Inspired by some emo collegiate heartbreak I’d gone through, my pitch involved Wilson Fisk somehow manipulating the alien hero Longshot (who had just been dumped by his old flame Dazzler?) into using his “luck powers” to track down the Kingpin’s kidnapped wife Vanessa (who actually just wanted to escape her husband’s clutches for good).
Or something like that.
I can’t quite bring myself to read this entire old plot I just dug up, but it looks like this was one of the few times in my career where I attempted to write in something closer to the old-school “Marvel style.”
As opposed to the kind of “full scripts” I write these days and have shared here in the past (where I write full descriptions of each panel as well as give my collaborators any/all dialogue), Marvel style involved the writer (ideally) briefly describing the events of the story to the artist in fairly general terms, then allowing that artist to determine how the story should be broken down into specific panels and pages, before the writer then returns at the final stage to tailor their dialogue specifically to these images.
Likely designed so writers could pump out many scripts a month, this system also left a LOT (all?) of the storytelling heavy lifting to the artists. I never really felt comfortable with this hybrid form of scripting, as you can see in this opening scene, where I somehow gave poor Pete Woods both way too much and not enough information about each and every moment (and check out me failing to suppress my film school “education” right out of the gate):
Little clunky, Li’l BKV, but check out how tremendously my plodding plot was elevated by the energy and imagination of Pete Woods:
And if you’re somehow still interested, here’s my first dialogue pass over Pete’s pages (note how dorkily over the moon Young Me was to be working with legendary letterer John Costanza, who I don’t think ever actually ended up lettering any of this, but who I eventually got to work with years later on my somewhat tolerated run of Swamp Thing):
Pete Woods and I finally did collaborate on a published comic years later, and while I obviously wish literally any other circumstance had brought us together, I’m still proud of the story we contributed, another precursor to a lot of the themes I’ve been exploring/boring you with for the last twenty years:
Back in the day, it was frustrating and depressing that Longshot/Kingpin ended up disappearing into the ether, but I learned a lot from the experience, especially that channeling my own meager life experiences into genre stories somehow made writing much more enjoyable than just coming up with badass plot twists.
And while the characters and stories are obviously very different, a lot of the themes (and visual devices like those location “overlays” instead of traditional caption boxes) that I was starting to amateurishly explore in Longshot definitely resurfaced in new forms just a few years later over at Vertigo with co-creator Pia Guerra in Y: The Last Man.
You never know what strange new life could one day unexpectedly sprout from the scorched earth of your failed Marvel team-up book, so just keep tilling that soil, I guess?
You might get lucky.
Before I wrap up this inaugural mega-post, a question for you delightful spectators: What movie/show/video game/novel/concert/whatever are you most looking forward to in 2023?
I’ve been in a bit of a writing cocoon for the last few months, so I have no idea what’s coming down any of the old multimedia pipelines.
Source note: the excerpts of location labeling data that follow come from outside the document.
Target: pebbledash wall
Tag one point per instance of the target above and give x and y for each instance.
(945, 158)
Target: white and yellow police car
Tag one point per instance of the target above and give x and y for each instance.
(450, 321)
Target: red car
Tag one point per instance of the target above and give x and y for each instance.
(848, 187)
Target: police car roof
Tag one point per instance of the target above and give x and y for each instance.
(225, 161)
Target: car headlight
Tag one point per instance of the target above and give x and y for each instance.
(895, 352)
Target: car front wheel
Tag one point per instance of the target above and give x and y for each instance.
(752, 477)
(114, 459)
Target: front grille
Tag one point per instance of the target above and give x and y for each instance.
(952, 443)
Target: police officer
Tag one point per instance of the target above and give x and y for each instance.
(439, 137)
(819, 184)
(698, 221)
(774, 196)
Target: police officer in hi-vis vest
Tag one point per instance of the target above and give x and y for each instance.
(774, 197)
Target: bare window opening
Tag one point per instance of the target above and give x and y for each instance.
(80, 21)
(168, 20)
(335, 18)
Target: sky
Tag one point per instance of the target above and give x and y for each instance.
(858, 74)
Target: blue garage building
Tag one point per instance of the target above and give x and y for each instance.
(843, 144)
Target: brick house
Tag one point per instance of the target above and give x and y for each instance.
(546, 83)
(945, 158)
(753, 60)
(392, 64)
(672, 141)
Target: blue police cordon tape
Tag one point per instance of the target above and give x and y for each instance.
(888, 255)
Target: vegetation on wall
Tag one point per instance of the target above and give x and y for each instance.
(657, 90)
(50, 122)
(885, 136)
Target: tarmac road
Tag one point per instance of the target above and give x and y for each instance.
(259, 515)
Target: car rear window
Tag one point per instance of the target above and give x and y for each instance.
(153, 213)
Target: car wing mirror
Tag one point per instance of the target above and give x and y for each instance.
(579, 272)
Recommendations appreciated.
All right, thanks for being here for this special Tuesday edition of Exploding Giraffe, and I hope to meet some of you new members in our chat shortly.
Be seeing you,
Brian
Welcome, new Tower members! And just a heads-up, it looks like one of our double-page spreads may have shifted to the end of the story in that PDF, but we'll upload a corrected file shortly!
Will comment again after reading finally 1!!!